Rédaction d'avertissements une fois par semaine, de flashs spéciaux, quelques prospections en douceur et visites des clients constituent le quotidien. Lors d'années difficiles, comme ce fut le cas en 2000 à cause du mildiou, Pascal Laplagne reçoit en moyenne 40 à 60 coups de téléphone par jour. Ses clients, inquiets de l'état de santé de leur vignoble, exigent de la disponibilité. Du coup, afin de les satisfaire, à 23 h 00 il est encore sur le terrain pour essayer de trouver les traitements les plus adaptés. La réactivité est essentielle dans ce métier. Il est joignable même pendant les week-ends et les vacances. En cas de grêle, il faut être rapidement là pour épauler et conseiller les vignerons : ils réclament des soins immédiats pour leurs vignes blessées. Ils ne se soucient pas de savoir si l'accident s'est produit un dimanche !

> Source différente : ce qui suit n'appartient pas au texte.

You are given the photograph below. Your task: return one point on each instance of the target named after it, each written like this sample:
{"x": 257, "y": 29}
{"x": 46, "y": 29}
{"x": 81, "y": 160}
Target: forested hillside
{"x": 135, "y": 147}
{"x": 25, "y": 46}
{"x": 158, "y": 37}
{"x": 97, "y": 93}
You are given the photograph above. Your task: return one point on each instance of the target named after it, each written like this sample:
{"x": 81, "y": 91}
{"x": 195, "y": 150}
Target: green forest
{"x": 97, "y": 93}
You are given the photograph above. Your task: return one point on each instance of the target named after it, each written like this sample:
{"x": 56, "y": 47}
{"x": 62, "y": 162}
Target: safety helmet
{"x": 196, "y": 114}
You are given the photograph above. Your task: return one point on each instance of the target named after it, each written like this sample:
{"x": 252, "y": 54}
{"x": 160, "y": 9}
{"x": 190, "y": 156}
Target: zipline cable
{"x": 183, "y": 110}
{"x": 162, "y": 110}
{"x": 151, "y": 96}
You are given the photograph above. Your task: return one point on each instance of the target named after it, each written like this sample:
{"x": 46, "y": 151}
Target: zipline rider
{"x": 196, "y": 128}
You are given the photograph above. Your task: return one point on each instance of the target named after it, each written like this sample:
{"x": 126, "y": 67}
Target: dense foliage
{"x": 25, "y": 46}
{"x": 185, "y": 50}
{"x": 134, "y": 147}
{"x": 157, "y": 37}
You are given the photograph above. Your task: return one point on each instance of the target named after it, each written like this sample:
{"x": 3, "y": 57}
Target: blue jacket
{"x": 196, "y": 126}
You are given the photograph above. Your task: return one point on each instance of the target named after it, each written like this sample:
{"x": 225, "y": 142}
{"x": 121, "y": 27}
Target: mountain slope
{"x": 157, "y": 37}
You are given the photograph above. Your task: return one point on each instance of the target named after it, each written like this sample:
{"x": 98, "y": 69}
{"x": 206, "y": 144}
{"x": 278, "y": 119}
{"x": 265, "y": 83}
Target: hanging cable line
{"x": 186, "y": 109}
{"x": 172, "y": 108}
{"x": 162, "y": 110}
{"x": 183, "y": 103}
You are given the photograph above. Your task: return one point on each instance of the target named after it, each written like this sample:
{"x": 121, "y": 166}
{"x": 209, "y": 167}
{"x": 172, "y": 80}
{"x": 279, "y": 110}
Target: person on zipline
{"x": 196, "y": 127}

Du fait de sa disponibilité, le technico-commercial instaure une relation privilégiée avec ses clients. ' Devenus des amis, ils me confient leurs préoccupations. Parfois, je leur remonte le moral, car la situation économique du Bergeracois est telle qu'ils en arrivent à des points de rupture : certains ne veulent plus faire d'efforts qualitatifs, ça ne paye pas. Là est le paradoxe ! J'ai un grand respect pour eux car ils ont une force de caractère qui leur permet de surmonter les épreuves . '
Ces dernières années, Pascal Laplagne a dû composer avec les autres techniciens de la filière. ' Au départ, les voyant arriver, je pensais devenir un pharmacien. Il n'en est rien. Je garde toujours autant d'importance à partir du moment où j'ai un discours homogène. Le vigneron m'appelle toujours en priorité. En cas de problème, je suis le premier à aller au feu. Je me considère comme un médecin de la vigne. J'établis un diagnostic phytosanitaire et je propose des solutions en retour. J'ai une obligation de résultats plus importante que les autres techniciens. Si je donne un mauvais conseil, je perds un client. Mieux vaut dire ' je ne sais pas ' et rechercher rapidement la réponse à la question plutôt que de dire une bêtise. Un vigneron ne doit jamais douter de mes compétences. '
Fort de dix-huit années d'expérience, il encadre désormais deux autres technico-commerciaux. En hiver, il organise une réunion sur un thème précis. Il met en place des expérimentations pour tester les nouvelles matières actives. Il participe à l'élaboration de cahiers de référencement et de préconisations avec les firmes et suit des formations. Tout ceci demande du temps et une grande polyvalence. ' Il faut avoir ce métier dans le sang pour supporter le rythme, mais une fois franchi le cap des deux premières années, cela devient intéressant . ' Et même s'il lui arrive parfois de vouloir tout laisser tomber après un entretien houleux, cela ne dure que quelques minutes.